The Obama presidency that never was
“Hope” and “change.”
Those were the words that propelled Barack Obama—a first-term, backbench United States senator from Illinois whose only name recognition came from a speech at the 2004 Democratic National Convention—from the hustings in small towns across Iowa to the White House.
Eight years later Obama’s presidency ends with the magic that once surrounded his candidacy and subsequent election long gone.
In the end, however, Obama may go down in the annals of presidential history as an asterisk—the country’s first black president. Nothing more.
That’s because much of Obama’s record will be erased by Donald Trump, his successor as the forty-fifth president of the United States, and the Republican majority in both houses of Congress.
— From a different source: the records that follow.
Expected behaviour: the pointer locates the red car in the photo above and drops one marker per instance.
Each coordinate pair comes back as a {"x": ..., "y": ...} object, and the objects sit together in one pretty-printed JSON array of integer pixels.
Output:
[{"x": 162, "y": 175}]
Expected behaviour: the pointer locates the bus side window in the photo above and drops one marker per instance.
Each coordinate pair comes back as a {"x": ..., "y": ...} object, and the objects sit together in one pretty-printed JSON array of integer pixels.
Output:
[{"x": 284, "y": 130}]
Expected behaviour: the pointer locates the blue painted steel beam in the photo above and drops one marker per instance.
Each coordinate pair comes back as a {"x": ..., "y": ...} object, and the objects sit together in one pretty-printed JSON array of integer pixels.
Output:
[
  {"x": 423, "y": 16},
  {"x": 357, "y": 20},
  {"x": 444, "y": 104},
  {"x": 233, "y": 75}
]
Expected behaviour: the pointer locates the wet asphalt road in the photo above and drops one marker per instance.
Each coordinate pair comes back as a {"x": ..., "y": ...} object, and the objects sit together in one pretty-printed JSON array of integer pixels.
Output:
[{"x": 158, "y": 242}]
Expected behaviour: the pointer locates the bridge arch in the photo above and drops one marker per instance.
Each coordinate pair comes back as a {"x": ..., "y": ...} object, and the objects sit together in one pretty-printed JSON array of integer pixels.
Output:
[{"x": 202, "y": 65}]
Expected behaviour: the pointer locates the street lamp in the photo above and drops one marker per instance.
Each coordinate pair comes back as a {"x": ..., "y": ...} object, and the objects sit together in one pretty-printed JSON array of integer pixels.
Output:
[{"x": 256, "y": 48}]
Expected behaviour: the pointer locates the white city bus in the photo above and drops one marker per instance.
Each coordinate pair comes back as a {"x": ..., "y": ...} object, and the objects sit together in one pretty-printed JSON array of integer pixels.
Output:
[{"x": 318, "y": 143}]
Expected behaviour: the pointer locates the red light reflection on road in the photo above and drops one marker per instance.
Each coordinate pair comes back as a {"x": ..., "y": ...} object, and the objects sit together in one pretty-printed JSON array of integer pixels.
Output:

It may take a while, but the GOP will eventually repeal Obamacare and the litany of other laws and administrative regulations that make up the Obama record.
Obama’s poll numbers—54 percent of Americans approve of him, according to the latest Real Clear Politics average of polls—have recovered from the low point of his presidency following the enactment of Obamacare, when Lucifer probably had a better approval rating.
Nevertheless, his fall from grace is remarkable. Especially when you consider this was the president who was viewed by many on the political left as their messiah.
Yet it wasn’t just the Democratic base that had lofty expectations.
Running against Sen. John McCain, whose selection of an incompetent and grossly under-qualified running mate was a mortal blow to his candidacy, Obama appealed to many Republicans and GOP-inclined voters who thought he could heal divisions and bring Americans together. These were the Obamacons.
I didn’t vote for Obama, but I came darn close to doing so in the privacy of the voting booth, despite having my name on the GOP ticket a few lines underneath McCain.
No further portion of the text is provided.